Cartina dell' Europa con in evidenza le Repubbliche Baltiche,accanite oppositrici del regime sovietico negli anni ottanta |
La crisi economica che accompagna la Perestrojka scatena in Unione Sovietica conflitti nazionali e tensioni etniche che molti ritenevano superati da molto tempo. Durante l'epoca di Breznev era cresciuta, un po' in tutte le repubbliche, una dirigenza locale di tipo nuovo: questa élite era fedele al sistema sovietico e al Partito comunista, ma la lealtà nei confronti della propria nazione e del proprio gruppo etnico non era posta in discussione. Questa nomenklatura periferica garantiva a Mosca l'ubbidienza e l'ordine delle regioni amministrate, ottenendo in cambio risorse per il proprio popolo, privilegi e potere per sé e per il proprio gruppo di potere. La convivenza con le minoranze presenti in ogni repubblica, tra cui quella russa, era resa possibile grazie ad accordi e compromessi, di cui le varie élites erano garanti.

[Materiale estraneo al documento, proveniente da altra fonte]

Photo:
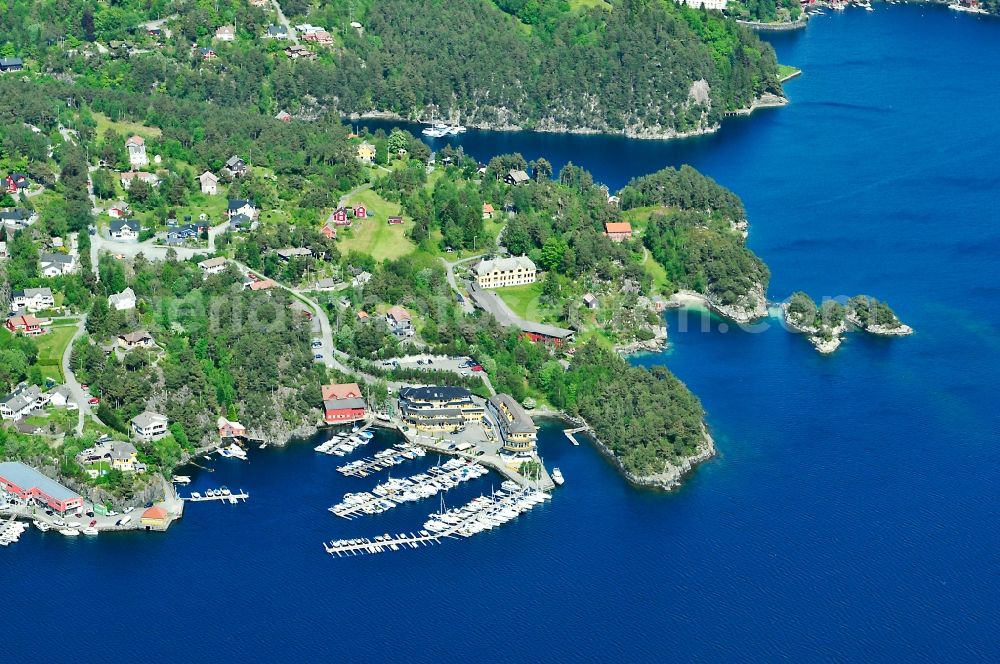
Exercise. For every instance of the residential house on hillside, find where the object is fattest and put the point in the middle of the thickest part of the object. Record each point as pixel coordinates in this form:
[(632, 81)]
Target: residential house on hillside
[(339, 217), (296, 51), (235, 167), (342, 402), (119, 210), (25, 324), (212, 265), (366, 152), (517, 430), (209, 183), (11, 64), (501, 272), (400, 322), (618, 231), (20, 402), (122, 301), (438, 407), (127, 177), (276, 32), (149, 425), (136, 146), (516, 177), (230, 429), (126, 230), (240, 206), (32, 299), (54, 265), (137, 339), (17, 182)]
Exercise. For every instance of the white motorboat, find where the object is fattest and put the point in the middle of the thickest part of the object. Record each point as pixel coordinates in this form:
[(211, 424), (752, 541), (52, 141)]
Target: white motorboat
[(557, 477)]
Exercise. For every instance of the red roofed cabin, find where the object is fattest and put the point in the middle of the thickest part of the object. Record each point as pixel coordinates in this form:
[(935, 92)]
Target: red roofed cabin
[(228, 429), (342, 403), (618, 231), (339, 217)]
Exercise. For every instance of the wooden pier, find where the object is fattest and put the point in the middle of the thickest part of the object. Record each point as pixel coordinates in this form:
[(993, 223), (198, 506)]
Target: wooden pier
[(571, 434), (232, 498), (381, 544)]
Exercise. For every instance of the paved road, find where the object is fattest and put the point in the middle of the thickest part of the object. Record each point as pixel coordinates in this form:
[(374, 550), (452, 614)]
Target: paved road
[(450, 267), (156, 252), (79, 395)]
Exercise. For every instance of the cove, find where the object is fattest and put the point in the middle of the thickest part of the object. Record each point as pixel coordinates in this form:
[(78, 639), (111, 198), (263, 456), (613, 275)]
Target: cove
[(851, 514)]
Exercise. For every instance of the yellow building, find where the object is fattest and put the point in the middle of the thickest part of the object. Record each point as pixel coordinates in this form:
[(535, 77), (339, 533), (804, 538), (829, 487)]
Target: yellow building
[(517, 430), (438, 408), (501, 272)]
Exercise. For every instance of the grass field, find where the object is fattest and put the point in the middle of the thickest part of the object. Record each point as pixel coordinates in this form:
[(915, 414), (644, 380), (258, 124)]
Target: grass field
[(375, 236), (524, 300), (124, 127), (50, 350)]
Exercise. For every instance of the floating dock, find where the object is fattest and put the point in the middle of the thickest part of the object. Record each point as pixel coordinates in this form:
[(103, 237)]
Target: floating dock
[(232, 498)]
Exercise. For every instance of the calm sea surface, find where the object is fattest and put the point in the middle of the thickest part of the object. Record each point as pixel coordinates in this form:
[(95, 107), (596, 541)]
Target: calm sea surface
[(852, 514)]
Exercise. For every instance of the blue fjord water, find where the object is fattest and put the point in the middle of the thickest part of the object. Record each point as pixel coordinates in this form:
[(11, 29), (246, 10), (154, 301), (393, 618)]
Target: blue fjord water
[(851, 513)]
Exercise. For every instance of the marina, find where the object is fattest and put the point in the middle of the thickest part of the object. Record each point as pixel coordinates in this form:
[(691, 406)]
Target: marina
[(478, 515), (223, 494), (387, 458), (395, 492)]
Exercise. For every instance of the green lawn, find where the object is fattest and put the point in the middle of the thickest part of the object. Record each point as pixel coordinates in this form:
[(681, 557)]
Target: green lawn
[(50, 350), (124, 127), (524, 301), (375, 236)]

Nel momento in cui la preoccupante crisi economica rende più scarse le risorse a disposizione, le dirigenze delle repubbliche tendono a privilegiare l'etnia che è maggioritaria - la propria - e a discriminare le altre, soffiando sul fuoco delle differenze e spesso delle ataviche contrapposizioni. Per rafforzare il loro potere, i capi accusano Mosca di sfruttare le repubbliche e avanzano rivendicazioni di tipo nazionalista: vogliono rendere ufficiale la lingua locale, diffondere la propria cultura e seguire i riti e i costumi della propria tradizione.

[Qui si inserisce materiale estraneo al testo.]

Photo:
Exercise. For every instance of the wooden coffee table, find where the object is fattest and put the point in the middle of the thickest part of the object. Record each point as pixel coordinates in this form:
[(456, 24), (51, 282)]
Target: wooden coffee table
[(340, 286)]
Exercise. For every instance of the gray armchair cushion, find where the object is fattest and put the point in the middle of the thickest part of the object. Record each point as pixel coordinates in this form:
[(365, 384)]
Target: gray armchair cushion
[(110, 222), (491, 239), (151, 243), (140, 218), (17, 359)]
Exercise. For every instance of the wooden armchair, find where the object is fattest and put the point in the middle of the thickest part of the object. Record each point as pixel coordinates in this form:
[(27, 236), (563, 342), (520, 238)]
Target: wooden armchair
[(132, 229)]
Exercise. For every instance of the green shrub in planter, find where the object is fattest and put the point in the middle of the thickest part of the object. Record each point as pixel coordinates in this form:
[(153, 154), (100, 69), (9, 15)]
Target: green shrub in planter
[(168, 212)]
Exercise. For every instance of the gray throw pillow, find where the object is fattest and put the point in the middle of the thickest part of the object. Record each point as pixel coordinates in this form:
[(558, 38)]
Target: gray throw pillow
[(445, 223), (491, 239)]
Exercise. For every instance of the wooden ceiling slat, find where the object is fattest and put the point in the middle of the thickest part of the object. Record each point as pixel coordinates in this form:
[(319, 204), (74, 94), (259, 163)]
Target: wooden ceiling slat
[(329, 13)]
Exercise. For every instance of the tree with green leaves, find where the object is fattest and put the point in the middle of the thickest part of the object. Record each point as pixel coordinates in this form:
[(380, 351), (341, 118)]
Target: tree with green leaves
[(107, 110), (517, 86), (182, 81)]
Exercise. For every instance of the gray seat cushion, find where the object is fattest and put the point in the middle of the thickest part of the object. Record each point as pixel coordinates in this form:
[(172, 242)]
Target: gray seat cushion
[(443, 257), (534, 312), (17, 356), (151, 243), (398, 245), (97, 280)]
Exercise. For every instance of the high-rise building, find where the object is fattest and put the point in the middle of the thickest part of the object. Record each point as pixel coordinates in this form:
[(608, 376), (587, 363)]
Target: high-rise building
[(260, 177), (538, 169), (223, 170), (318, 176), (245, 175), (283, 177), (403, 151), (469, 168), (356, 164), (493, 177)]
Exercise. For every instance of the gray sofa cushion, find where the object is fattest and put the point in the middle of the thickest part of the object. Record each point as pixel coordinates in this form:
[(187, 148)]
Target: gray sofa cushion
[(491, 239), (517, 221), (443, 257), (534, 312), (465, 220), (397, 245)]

La richiesta di maggiore autonomia sfocia ben presto in spinta all'indipendenza e alla secessione la cui possibilità è garantita peraltro formalmente dalla Costituzione sovietica. Questo avviene in particolar modo nelle repubbliche dove l'etnia prevalente costituisce la grande maggioranza della popolazione (Moldavia, Armenia, Georgia, Ucraina). I paesi baltici (Lituania, Lettonia, Estonia), annessi all'Unione Sovietica durante la seconda guerra mondiale, e che vantano un maggior benessere economico rispetto alle altre repubbliche, sono in prima fila nella mobilitazione nazionale e vogliono separarsi da Mosca.

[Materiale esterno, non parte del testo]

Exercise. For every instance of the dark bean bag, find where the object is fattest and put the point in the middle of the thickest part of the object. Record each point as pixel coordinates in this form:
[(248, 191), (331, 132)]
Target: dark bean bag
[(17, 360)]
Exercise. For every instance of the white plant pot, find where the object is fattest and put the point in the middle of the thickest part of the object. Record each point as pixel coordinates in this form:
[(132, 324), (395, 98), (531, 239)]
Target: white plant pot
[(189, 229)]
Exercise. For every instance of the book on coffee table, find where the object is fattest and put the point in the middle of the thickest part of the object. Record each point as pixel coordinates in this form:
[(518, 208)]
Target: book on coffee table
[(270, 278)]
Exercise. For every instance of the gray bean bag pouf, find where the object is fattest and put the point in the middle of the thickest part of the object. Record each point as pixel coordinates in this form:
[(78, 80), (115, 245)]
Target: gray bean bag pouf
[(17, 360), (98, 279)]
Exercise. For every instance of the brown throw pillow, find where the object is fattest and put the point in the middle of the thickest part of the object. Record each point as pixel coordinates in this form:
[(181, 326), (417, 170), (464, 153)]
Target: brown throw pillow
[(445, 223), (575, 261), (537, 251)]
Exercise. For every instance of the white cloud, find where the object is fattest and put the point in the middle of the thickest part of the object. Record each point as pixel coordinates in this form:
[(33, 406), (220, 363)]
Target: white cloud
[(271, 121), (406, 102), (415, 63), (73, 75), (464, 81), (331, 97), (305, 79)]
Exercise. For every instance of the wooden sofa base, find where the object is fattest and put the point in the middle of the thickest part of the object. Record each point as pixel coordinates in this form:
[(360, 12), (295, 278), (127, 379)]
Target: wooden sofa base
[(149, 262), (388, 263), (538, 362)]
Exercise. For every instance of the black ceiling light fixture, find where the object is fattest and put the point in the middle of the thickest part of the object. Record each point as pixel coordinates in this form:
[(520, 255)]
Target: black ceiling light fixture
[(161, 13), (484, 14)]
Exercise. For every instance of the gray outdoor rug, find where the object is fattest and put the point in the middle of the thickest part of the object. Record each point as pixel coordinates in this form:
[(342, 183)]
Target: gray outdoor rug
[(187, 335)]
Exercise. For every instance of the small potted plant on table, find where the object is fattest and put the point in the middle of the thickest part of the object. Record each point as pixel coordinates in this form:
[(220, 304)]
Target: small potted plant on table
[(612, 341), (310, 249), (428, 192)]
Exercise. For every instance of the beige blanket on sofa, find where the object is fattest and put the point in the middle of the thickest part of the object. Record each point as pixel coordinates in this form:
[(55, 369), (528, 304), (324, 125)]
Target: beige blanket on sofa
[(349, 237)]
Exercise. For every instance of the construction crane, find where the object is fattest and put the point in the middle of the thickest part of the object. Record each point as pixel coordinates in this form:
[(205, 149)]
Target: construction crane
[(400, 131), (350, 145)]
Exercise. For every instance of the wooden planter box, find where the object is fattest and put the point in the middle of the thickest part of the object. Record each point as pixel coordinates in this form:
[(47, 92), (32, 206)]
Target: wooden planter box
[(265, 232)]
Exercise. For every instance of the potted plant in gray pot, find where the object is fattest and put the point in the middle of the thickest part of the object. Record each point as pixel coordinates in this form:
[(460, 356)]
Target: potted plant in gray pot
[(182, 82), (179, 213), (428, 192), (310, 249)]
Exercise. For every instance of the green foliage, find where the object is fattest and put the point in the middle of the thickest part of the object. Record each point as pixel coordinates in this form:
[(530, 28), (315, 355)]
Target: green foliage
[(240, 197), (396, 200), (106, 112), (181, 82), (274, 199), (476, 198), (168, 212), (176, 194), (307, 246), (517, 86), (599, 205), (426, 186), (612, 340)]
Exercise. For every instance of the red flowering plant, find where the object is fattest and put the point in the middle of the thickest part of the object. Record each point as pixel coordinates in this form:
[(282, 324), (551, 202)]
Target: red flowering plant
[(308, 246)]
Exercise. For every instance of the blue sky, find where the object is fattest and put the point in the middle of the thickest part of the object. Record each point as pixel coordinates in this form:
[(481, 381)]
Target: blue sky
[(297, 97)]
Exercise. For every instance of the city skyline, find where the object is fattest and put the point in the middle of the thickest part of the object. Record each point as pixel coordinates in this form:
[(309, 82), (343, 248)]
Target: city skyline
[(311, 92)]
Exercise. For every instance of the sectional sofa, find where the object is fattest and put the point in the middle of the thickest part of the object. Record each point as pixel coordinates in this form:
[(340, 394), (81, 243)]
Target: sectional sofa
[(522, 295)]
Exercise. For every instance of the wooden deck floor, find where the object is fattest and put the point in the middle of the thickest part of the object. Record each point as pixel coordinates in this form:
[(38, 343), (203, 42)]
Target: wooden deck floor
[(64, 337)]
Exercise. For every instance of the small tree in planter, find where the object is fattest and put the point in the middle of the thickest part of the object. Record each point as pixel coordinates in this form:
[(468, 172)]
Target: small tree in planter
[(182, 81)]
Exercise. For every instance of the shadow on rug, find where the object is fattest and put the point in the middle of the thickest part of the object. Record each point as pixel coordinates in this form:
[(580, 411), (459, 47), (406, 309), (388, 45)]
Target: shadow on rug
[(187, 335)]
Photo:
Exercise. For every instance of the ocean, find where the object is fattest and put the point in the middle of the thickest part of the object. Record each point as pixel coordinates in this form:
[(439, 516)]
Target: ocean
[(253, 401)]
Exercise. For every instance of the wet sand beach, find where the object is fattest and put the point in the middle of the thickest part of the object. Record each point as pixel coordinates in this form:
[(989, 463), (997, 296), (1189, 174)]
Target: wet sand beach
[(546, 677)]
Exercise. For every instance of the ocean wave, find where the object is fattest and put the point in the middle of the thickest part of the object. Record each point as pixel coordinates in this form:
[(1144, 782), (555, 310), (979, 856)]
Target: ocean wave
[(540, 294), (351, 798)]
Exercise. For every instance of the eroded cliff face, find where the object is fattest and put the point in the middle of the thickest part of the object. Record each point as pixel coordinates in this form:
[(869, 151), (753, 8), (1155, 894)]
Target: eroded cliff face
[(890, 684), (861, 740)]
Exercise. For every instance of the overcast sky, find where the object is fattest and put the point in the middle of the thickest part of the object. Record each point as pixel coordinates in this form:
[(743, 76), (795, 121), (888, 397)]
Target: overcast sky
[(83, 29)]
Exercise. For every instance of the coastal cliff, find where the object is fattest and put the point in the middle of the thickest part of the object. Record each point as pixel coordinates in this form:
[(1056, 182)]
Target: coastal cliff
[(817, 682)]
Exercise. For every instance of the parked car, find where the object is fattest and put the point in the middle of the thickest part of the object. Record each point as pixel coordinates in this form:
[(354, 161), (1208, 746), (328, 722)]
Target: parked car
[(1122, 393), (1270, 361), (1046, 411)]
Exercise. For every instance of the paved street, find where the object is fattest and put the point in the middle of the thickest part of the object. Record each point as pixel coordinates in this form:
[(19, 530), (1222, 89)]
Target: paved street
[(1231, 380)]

Più il nazionalismo è acceso e radicale e più sembra trovare consensi tra popolazioni che reclamano il cambiamento: le difficoltà spingono sempre più a trovare - a Mosca o nelle minoranze presenti nelle repubbliche - un colpevole o un bersaglio su cui sfogare la propria rabbia. Conflitti anche sanguinosi si moltiplicano in diverse parti dell'URSS: di fronte a essi Mosca si mostra debole e priva di coerenza, favorendo così il rafforzarsi di movimenti nazionalisti estremisti, in molti casi guidati dalla stessa dirigenza comunista locale. Ad aggravare la situazione è la sorte delle minoranze russe all'interno delle repubbliche. Abituate per tradizione a ruoli di potere e a posizioni di privilegio, ora diventano oggetto di accuse e discriminazioni, rendendo spesso più acuti i conflitti a Mosca.